For An American Thanksgiving with an Italian Accent
Soup, roast turkey, stuffing, gravy, brussels sprouts and mashed potatoes. It all sounds like the typical American holiday meal, but I can't resist adding an Italian accent to the dishes I'll be making.
My mushroom soup is accented with Marsala (the recipe is in my book
),and the turkey is roasted with herbs, garlic and white wine. My turkey stuffing is one my grandmother taught my mother to make. It's made with sausage, mushrooms, bell peppers, and onions mixed with rice. The brussels sprouts will be roasted with garlic and pancetta while the potatoes are mashed with butter and Parmigiano Reggiano. And I know Charles has a fine bottle of Amarone lined up to go with the meal.

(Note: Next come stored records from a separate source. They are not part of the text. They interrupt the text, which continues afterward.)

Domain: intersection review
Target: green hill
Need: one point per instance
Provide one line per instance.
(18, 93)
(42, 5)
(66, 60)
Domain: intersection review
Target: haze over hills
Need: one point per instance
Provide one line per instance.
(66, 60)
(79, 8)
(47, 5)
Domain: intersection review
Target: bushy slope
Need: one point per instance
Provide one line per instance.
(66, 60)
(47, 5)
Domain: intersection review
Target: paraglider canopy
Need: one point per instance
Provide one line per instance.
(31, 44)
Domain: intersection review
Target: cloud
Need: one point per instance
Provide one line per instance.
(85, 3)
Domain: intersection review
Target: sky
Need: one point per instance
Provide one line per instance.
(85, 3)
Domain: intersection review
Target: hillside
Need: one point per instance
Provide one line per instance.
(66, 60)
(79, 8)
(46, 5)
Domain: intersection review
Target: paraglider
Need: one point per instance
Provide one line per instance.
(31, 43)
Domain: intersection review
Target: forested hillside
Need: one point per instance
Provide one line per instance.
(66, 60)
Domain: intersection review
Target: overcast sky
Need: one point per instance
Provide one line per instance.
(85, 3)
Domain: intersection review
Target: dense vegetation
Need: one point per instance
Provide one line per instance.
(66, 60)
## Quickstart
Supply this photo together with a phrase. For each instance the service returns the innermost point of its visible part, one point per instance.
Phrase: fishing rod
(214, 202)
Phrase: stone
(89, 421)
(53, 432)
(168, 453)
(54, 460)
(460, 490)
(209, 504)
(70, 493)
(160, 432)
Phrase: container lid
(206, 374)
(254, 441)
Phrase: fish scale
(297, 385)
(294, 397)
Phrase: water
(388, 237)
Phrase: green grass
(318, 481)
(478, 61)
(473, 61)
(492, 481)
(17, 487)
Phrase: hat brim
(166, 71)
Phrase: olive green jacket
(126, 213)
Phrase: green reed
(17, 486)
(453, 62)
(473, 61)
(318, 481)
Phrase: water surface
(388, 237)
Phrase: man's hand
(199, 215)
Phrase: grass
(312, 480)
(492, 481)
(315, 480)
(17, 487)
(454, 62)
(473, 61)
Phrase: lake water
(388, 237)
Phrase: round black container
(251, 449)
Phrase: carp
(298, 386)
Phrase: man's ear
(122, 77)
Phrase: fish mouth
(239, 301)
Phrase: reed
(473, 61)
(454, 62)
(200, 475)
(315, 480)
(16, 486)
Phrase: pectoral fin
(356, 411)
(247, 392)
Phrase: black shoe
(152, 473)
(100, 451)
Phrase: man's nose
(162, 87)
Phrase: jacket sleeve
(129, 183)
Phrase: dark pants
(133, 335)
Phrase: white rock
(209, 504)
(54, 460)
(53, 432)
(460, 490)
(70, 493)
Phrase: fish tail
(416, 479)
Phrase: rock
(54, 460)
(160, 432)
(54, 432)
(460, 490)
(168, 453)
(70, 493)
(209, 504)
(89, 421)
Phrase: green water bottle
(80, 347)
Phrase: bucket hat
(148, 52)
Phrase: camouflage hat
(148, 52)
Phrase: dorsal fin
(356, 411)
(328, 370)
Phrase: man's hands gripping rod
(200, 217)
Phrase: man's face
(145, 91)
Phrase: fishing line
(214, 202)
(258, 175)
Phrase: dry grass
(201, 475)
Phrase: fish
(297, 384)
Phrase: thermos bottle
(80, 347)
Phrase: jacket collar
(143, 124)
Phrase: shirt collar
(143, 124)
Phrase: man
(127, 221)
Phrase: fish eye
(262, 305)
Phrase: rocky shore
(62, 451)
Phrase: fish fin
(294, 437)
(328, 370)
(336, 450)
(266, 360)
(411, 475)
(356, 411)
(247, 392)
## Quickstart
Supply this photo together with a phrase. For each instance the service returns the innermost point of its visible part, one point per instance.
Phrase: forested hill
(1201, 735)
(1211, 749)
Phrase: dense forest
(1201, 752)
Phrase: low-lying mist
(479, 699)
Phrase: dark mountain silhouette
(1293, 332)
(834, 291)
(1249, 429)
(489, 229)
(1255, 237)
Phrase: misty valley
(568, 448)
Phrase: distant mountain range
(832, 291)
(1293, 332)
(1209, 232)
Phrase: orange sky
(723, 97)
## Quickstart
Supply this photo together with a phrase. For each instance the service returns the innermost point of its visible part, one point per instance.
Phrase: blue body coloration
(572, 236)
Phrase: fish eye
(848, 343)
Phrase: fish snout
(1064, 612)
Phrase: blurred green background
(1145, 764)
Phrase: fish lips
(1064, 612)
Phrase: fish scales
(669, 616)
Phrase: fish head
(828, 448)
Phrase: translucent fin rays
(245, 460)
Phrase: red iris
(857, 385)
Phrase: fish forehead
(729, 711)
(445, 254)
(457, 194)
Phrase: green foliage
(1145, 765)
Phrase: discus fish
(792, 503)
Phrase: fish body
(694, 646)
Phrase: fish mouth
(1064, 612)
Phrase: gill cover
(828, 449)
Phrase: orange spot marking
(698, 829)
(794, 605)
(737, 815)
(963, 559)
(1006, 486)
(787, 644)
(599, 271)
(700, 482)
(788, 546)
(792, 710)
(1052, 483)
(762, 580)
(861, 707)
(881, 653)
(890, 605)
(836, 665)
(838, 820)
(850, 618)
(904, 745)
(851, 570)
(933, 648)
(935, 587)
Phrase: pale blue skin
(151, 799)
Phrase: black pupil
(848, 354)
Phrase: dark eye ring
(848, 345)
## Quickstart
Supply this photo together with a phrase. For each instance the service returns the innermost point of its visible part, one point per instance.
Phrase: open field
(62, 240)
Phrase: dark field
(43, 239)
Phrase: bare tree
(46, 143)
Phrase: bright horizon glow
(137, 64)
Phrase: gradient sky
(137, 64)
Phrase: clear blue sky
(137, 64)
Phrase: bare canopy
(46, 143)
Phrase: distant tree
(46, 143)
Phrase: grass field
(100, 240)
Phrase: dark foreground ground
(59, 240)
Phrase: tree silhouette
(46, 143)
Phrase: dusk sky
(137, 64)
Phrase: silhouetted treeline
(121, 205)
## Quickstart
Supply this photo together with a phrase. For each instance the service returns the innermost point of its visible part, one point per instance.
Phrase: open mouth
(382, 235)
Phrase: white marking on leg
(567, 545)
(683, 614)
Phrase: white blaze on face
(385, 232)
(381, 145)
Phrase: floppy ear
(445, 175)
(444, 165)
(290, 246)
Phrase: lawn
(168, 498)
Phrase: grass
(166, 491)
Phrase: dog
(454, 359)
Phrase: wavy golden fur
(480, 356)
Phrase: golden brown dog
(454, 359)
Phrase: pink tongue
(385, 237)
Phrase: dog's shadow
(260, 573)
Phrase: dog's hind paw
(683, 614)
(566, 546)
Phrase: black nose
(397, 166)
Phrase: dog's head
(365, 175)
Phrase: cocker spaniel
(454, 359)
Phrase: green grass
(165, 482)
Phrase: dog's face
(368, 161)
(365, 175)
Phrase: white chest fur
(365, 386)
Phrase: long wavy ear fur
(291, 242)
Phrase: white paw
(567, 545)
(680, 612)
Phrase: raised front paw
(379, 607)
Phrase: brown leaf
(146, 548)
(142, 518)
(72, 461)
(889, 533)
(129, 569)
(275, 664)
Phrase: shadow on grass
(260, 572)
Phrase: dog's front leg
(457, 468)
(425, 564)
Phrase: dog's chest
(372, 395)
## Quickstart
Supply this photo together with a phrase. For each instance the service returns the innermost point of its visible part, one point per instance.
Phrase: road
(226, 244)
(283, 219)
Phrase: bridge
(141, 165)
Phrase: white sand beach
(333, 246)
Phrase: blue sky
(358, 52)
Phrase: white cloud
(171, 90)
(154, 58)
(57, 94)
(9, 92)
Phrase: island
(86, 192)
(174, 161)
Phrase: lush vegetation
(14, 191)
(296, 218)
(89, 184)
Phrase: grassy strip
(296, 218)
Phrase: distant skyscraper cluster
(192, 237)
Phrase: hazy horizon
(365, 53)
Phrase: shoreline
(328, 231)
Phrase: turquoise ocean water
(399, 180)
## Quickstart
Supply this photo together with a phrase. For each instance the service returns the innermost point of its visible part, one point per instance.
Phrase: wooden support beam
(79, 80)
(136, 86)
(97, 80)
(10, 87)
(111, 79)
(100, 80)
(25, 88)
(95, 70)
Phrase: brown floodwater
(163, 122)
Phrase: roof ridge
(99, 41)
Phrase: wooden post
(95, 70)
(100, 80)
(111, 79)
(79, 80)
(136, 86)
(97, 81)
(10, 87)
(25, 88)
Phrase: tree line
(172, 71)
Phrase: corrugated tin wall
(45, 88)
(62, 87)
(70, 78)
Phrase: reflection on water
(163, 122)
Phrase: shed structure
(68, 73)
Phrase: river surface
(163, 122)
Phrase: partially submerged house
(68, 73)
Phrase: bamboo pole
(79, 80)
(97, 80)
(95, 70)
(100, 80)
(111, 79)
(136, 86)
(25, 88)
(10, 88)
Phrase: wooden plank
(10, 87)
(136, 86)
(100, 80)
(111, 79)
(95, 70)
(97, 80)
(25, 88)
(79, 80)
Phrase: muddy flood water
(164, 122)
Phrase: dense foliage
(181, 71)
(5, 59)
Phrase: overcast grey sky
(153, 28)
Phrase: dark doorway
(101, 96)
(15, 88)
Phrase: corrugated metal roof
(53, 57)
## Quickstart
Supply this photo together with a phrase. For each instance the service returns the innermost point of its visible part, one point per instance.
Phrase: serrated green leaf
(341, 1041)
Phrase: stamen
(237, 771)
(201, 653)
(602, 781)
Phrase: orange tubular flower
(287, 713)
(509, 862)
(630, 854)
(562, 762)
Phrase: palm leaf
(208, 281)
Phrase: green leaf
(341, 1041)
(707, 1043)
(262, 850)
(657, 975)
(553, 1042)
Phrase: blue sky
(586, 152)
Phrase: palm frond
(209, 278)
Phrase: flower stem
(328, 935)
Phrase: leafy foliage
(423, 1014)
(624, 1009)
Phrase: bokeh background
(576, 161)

Even the cranberry sauce will have an Italian accent this year. I'm a big fan of mostarda, which takes various forms around Italy. Sometimes it is made with whole fruits poached in a sweet mustard syrup, while other versions are more like a chunky condiment. I combined tart cranberries, figs and two kinds of mustard to make a Cranberry Fig Mostarda. Both tangy and sweet, it has a pleasant crunch from the fig and mustard seeds, and its a great companion to the holiday bird. It's also good with a sharp cheese such as a mountain gorgonzola.
Wishing you all a very delicious and Happy Thanksgiving!
Cranberry Fig Mostarda
Makes about 3-1/2 cups
12 ounce bag of cranberries, rinsed
7 ounces dried figs, stems removed, cut into 1/4-inch pieces
1-1/2 cups sugar
1/4 cup orange juice
2 teaspoons yellow mustard seeds
1 tablespoon dry mustard mixed with 1 tablespoon water
Combine cranberries, figs, sugar, and orange juice in a saucepan. Bring to simmer. Cover and cook 10 minutes or until the cranberries pop, stirring occasionally.
Add the mustard seeds and mustard paste. Stir in well. Cook 5 minutes more. Let cool. Scrape into an airtight container. Cover and refrigerate 24 hours before serving. This keeps well for at least 2 weeks.